Visual Identity Politics and Remix Society

Stage 3/4 In The Life Of A Revolutionary Artwork: 1990s-now: The Hip-hop Era

Through the process of re-chronologizing the collection, we distinguished four stages of the live of Huey in a rattan chair. Essential in the definition of the stages is the role of the author. Or, in other words, who is remixing the original image to tell their story? 

Written by: Mark Mulder, 2022.

When hip hop rose from a local underground movement to a mainstream global phenomenon in the early 1990s, it brought its cultural-political history, ideology, vocabulary, and visual references to the pop.charts. Huey in a rattan chair was one of those references. More than a music genre, hip hop was and is a cultural movement that originated from the black urban areas; the same areas where the Panthers were ‘policing the police’ and were organizing their community service programs. The militant tone-of-voice, that favored the politics of Malcolm X over Martin Luther King, was in line with the Black American experience hip hop was narrating to its global audience.

At the end the 1980s, Public Enemy became known for their outspoken political message. To emphasize this, they remixed in their stage performance, music videos and coverart the militant imagery from the Black Panthers (e.g. in the fashion and dance routines of the S1W’s). Front man Chuck D is one of the first artists —that we found— to take a seat in the rattan chair for a photo that was published in 1991’s Spin Magazine. Soon other hip-hop artists followed, paying homage to the original ‘Black Urban Warrior’.

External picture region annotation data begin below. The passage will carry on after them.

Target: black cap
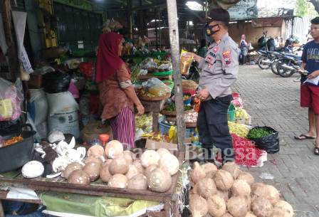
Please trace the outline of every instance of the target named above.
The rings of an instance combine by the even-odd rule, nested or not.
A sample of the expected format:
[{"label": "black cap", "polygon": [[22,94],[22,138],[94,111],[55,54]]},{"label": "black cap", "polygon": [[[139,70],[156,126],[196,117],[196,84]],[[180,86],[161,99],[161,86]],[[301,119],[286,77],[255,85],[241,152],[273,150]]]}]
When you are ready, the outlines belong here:
[{"label": "black cap", "polygon": [[221,21],[228,26],[229,25],[229,13],[226,10],[223,9],[211,9],[209,12],[206,21],[207,23],[210,23],[211,21]]}]

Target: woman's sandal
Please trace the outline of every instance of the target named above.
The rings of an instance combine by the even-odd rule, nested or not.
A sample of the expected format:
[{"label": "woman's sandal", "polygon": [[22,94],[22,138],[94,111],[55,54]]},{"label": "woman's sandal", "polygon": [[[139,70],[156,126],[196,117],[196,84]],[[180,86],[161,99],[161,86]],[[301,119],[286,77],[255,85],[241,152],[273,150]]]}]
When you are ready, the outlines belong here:
[{"label": "woman's sandal", "polygon": [[314,149],[314,151],[313,151],[313,153],[314,153],[315,155],[319,155],[319,148],[315,147],[315,149]]},{"label": "woman's sandal", "polygon": [[317,147],[317,141],[319,141],[319,140],[315,140],[315,149],[313,149],[313,153],[315,155],[319,155],[319,147]]}]

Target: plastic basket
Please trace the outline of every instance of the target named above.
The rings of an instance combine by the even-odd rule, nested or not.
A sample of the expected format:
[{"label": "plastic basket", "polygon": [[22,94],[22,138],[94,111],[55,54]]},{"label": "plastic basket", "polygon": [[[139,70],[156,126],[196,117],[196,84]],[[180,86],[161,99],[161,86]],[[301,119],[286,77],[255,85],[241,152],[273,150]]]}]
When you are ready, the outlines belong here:
[{"label": "plastic basket", "polygon": [[166,71],[166,72],[155,72],[152,73],[152,74],[154,76],[165,76],[165,75],[171,75],[173,73],[172,70],[170,71]]},{"label": "plastic basket", "polygon": [[235,107],[233,105],[230,105],[228,107],[227,118],[229,121],[233,122],[235,120]]},{"label": "plastic basket", "polygon": [[[162,122],[159,122],[158,126],[159,126],[158,127],[159,131],[161,132],[161,134],[162,134],[163,135],[167,135],[169,128],[171,127],[171,126],[174,125],[169,125]],[[185,138],[189,138],[192,136],[192,133],[194,132],[195,132],[194,128],[186,128]]]}]

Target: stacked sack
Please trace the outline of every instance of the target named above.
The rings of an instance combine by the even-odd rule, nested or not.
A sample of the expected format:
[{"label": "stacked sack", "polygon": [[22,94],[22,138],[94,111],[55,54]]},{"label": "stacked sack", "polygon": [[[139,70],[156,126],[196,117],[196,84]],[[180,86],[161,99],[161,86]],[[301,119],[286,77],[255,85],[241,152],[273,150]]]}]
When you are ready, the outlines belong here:
[{"label": "stacked sack", "polygon": [[70,75],[60,71],[43,76],[43,89],[48,104],[48,128],[51,132],[58,129],[63,134],[80,137],[78,105],[68,91]]},{"label": "stacked sack", "polygon": [[221,169],[194,163],[190,173],[189,209],[193,217],[293,217],[293,208],[273,186],[255,183],[234,162]]}]

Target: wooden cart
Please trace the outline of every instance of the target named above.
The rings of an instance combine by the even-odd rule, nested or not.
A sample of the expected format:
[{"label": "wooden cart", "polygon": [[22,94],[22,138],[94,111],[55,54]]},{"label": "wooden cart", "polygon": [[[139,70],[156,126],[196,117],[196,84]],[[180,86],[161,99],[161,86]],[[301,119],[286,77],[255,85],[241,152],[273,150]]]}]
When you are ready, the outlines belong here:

With Beyonce’s performance at the Superbowl half time show in 2016, the Black Panther revival reaches its epitome of fame. For this performance, Beyoncé was both praised (as an artist that used her position to address police brutality in the Black community to an All-American audience) as well as criticized (as an artist that is promoting a violent hate group or for being hypocritical for using the Panthers but not embodying anti-capitalism. In her Formation Worldtour 2016, the rattan chair was part of the show, and many black superstars, e.g. Serena Williams, JayZ and Kendrick Lamar took a seat. The introduction to the Panther legacy to a new generation, was affirmed by the box-office success of the Marvel’s Black Panther (2017), which includes references to Oakland and the Party.

Next to popular music, in this era we see the references to ‘Huey in a rattan chair’ pop-up in the art world, especially in activist art and performance/appropriation art. Referencing the image is, on one hand, an act of appreciation or a way to educate the viewer about the overlooked history of black liberation (e.g. Sam Durant’s Proposal for Monument to Huey Newton at Alameda County Courthouse, 2004). On the other hand, the image is used as a template for remixed version. The image and its elements are being appropriated by artist to raise awareness of racism and how it intersects with other discriminatory practices. Think of feminism, liberation and colonial history (e.g. Jeannette Elhers and LaVaughn Belle’s I Am Queen Mary, 2018). In conclusion, the template of the image is so powerful, that it always sends out the message of ‘revolution’, and the way the elements are filled in, makes clear which revolution the author is talking about.